Sector neutral or not?
Professional investors have a knack for optimising everything. For example, while most retail investors don’t really care what kind of sector exposure they have in their stock portfolio, professionals debate whether they should be sector-neutral vs. a benchmark or not when selecting value stocks for instance.
If you follow a certain investment style like value investing you want to invest in “cheap” stocks. But what a cheap stock is depends very much on your frame of reference. A tech stock can be cheap relative to other technology stocks but expensive relative to the market overall. The result is that if you simply screen for “cheap” stocks in the market, you tend to get results with a different sector composition than the market has. The chart below, for instance looks at the 25% best stocks in the UK and then compares the resulting sector composition with the sector composition of the UK stock market. For instance, if you are a value investor and look for the 25% cheapest stocks, you will end up with a portfolio that is heavily overweight consumer discretionary, energy, financials, and real estate and underweight basic materials, consumer staples, and healthcare.
Sector deviation of different factors vs. UK equity market
Source: Liberum
That’s great at the moment when energy prices are rising and banks benefit from higher interest rates, but for the longest time over the last decade that kind of sector exposure would have held back the performance of value investors. Which is why fund managers often approach a portfolio with a sector-neutral approach in order to get rid of these sector differences that can significantly contribute to both outperformance and underperformance vs. the market.
To old-fashioned value investors that sounds like heresy because Ben Graham never cared about his sector exposure. If a company was cheap it was cheap, no matter what sector it was in. But the reality is that we live in a world of benchmarking, for better or worse, and that means that fund managers that deviate from the benchmark in unintended ways risk getting fired by their investors simply because they are straying from the benchmark too much.

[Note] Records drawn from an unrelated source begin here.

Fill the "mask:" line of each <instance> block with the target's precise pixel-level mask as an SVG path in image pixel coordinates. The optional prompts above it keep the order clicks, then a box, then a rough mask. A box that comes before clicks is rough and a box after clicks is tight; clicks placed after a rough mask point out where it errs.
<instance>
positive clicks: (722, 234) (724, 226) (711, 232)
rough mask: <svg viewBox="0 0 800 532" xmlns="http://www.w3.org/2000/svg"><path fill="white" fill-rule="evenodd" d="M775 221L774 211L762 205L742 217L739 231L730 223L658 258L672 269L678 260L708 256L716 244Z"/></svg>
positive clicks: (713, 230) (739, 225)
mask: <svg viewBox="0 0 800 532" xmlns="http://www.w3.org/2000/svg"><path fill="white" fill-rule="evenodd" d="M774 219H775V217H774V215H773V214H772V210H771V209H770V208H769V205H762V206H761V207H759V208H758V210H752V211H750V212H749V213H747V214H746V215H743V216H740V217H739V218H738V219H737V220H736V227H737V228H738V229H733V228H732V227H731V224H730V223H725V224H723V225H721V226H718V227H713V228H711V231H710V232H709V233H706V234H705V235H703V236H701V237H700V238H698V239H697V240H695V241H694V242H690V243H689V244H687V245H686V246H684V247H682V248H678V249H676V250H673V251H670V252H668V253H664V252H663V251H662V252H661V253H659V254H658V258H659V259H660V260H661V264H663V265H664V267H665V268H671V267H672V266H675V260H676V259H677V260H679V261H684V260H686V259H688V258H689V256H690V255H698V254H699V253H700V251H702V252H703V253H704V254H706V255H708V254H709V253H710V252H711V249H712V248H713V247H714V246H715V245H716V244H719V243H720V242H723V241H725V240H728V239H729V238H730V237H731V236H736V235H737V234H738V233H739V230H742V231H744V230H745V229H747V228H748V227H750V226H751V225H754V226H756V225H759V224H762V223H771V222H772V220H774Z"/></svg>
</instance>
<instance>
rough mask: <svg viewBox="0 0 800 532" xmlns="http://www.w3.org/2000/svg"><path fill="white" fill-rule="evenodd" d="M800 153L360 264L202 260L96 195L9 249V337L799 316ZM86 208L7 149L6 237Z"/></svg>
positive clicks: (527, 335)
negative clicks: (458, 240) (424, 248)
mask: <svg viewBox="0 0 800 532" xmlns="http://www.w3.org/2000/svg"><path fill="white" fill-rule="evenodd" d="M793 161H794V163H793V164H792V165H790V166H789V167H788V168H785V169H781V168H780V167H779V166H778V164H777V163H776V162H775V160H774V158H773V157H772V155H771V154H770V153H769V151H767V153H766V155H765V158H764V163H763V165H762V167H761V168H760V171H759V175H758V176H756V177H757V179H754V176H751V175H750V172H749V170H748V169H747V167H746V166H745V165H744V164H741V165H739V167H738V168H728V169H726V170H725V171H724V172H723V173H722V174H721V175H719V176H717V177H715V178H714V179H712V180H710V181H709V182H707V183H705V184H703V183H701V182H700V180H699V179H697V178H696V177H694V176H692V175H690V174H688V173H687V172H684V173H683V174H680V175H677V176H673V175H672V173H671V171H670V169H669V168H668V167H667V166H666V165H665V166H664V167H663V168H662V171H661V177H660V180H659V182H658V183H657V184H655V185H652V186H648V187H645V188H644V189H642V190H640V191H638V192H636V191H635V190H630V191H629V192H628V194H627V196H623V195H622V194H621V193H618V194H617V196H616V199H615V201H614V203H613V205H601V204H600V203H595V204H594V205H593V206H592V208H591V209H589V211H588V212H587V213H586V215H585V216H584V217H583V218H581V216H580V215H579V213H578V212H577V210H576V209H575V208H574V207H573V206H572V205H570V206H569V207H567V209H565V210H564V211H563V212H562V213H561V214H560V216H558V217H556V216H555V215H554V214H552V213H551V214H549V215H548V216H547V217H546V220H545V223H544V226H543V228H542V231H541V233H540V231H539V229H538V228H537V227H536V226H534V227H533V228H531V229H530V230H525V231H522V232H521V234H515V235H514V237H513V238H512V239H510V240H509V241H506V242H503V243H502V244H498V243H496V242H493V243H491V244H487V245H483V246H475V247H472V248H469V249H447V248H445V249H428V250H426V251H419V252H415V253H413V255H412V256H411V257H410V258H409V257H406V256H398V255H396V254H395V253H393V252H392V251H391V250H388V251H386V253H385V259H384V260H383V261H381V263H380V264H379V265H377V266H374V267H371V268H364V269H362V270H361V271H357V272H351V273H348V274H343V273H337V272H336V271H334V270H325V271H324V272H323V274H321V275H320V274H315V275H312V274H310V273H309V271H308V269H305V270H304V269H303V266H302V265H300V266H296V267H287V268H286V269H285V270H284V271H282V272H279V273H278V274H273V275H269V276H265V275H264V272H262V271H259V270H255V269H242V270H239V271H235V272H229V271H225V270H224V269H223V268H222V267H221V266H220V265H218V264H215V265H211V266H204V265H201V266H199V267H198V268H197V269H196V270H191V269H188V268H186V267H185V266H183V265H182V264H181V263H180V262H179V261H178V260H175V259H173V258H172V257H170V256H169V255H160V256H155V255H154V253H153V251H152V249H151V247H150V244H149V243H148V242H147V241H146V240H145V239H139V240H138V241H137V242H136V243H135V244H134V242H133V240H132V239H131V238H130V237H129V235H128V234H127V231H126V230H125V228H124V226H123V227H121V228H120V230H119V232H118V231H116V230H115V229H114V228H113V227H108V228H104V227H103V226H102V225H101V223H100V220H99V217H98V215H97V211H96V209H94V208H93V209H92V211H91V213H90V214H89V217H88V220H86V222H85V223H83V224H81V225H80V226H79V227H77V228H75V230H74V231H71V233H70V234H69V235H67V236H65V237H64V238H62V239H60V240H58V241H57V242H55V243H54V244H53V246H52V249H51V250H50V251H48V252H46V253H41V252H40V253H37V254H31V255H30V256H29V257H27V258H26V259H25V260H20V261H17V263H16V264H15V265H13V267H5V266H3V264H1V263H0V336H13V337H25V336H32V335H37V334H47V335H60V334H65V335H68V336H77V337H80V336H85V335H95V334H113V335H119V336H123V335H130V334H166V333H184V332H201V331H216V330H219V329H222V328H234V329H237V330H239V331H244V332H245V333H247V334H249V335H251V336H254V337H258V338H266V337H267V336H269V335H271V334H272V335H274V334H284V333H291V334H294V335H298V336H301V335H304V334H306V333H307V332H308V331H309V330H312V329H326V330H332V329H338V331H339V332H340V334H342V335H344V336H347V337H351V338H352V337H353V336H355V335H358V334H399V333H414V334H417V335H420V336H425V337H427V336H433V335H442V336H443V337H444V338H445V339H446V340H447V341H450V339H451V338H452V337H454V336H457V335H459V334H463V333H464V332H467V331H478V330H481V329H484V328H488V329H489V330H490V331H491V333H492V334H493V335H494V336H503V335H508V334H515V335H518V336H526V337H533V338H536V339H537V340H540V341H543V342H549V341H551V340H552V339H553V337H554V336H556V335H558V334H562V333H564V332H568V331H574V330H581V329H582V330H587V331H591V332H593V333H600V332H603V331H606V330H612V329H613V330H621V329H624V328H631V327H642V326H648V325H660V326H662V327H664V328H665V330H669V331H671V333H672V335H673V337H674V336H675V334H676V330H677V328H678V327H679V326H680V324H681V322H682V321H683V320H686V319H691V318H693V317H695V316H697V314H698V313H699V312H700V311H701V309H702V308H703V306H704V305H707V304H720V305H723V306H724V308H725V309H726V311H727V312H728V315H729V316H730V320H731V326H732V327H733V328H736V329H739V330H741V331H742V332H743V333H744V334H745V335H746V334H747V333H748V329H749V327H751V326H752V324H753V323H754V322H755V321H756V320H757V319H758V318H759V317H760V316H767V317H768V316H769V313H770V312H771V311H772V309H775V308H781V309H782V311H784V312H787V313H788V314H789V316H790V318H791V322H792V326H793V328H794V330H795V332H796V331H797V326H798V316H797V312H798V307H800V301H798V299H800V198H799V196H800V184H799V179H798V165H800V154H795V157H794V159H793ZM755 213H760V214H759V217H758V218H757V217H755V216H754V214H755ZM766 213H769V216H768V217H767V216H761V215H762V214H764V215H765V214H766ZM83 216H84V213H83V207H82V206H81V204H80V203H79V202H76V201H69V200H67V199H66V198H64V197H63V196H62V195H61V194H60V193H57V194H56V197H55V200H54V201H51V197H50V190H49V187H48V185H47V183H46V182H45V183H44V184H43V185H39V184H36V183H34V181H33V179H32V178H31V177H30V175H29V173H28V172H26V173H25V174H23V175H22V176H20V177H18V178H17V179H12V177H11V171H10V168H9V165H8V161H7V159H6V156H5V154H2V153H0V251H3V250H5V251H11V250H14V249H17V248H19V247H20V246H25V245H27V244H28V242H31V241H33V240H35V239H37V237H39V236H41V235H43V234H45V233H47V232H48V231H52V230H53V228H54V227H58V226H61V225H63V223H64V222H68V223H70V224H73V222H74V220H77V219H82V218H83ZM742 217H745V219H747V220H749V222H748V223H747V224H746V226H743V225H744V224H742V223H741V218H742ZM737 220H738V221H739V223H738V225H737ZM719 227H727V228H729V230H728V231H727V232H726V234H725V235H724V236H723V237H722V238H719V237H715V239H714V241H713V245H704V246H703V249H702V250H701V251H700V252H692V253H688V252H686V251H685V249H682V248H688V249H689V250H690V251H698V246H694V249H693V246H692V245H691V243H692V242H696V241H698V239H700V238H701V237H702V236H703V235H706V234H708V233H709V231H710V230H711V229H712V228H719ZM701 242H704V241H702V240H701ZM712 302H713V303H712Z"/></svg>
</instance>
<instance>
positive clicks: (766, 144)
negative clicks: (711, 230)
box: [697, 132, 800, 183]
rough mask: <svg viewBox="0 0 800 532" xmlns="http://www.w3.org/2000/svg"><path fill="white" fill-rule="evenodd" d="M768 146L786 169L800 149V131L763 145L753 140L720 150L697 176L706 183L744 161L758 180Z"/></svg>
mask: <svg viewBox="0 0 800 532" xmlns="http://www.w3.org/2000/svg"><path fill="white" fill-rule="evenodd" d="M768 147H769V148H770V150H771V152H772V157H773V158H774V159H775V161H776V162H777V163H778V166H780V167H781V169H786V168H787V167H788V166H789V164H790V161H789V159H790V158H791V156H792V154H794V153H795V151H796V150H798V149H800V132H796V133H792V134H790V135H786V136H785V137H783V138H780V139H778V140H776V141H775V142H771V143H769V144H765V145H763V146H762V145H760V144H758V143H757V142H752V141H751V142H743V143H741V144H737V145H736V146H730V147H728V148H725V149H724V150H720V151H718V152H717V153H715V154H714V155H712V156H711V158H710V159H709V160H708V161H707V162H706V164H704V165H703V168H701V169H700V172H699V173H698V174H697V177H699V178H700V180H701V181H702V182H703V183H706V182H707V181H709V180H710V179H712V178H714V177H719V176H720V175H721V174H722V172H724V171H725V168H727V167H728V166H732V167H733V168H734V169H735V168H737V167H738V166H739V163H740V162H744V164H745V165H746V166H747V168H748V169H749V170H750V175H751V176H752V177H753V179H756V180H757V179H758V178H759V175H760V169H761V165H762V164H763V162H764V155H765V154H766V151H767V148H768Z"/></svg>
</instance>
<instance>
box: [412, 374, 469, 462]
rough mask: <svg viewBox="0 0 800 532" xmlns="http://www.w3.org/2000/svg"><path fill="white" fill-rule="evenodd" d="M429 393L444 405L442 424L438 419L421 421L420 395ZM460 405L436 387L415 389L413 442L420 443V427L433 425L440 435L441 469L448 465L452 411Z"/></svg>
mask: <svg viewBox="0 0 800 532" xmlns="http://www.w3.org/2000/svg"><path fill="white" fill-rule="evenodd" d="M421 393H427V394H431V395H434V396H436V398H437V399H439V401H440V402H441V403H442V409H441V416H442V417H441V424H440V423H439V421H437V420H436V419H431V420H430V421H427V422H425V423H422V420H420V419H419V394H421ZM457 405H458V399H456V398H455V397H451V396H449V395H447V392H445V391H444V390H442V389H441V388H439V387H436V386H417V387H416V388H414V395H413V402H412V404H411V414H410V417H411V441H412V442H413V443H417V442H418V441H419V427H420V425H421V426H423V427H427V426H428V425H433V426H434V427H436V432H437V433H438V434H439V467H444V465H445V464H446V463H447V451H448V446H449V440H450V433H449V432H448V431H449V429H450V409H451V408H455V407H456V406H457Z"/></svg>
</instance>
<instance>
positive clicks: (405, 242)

But does being sector-neutral help or hurt a portfolio’s performance? That is the question the always great Campbell Harvey and his colleagues set out to answer. And they chose a very simply and straightforward approach. They simply measured the return and volatility of a given strategy (e.g. value) in each sector and across the long and short side of the trade. Then, they essentially considered a straightforward value strategy as a portfolio of these sector-specific value strategies. Whether the combination of different sector-specific strategies yield better performance across sectors is then a matter of the risk-adjusted returns of each sector-specific strategy and the correlation between these returns.
Using data for US stocks from 1963 to 2020 their research found that in a long-short portfolio it is best to be sector-neutral because the contribution from cross-sector bets on the portfolio is much smaller than the contribution from within-sector bets. But for long only investors – and that is pretty much every traditional fund out there – their research finds that it is highly unlikely that a sector-neutral strategy will perform better than a strategy that incorporate sector bets. The reason is that in a long only environment, the contribution from cross-sector differences in valuation or other metrics is almost as high as from within-sector differences. This means that most fund managers are better off taking active sector bets and not bothering about their benchmark. Of course, that may expose them to criticism from investment consultants, but as most professionals know, these investment consultants are not good at creating returns for investors anyway.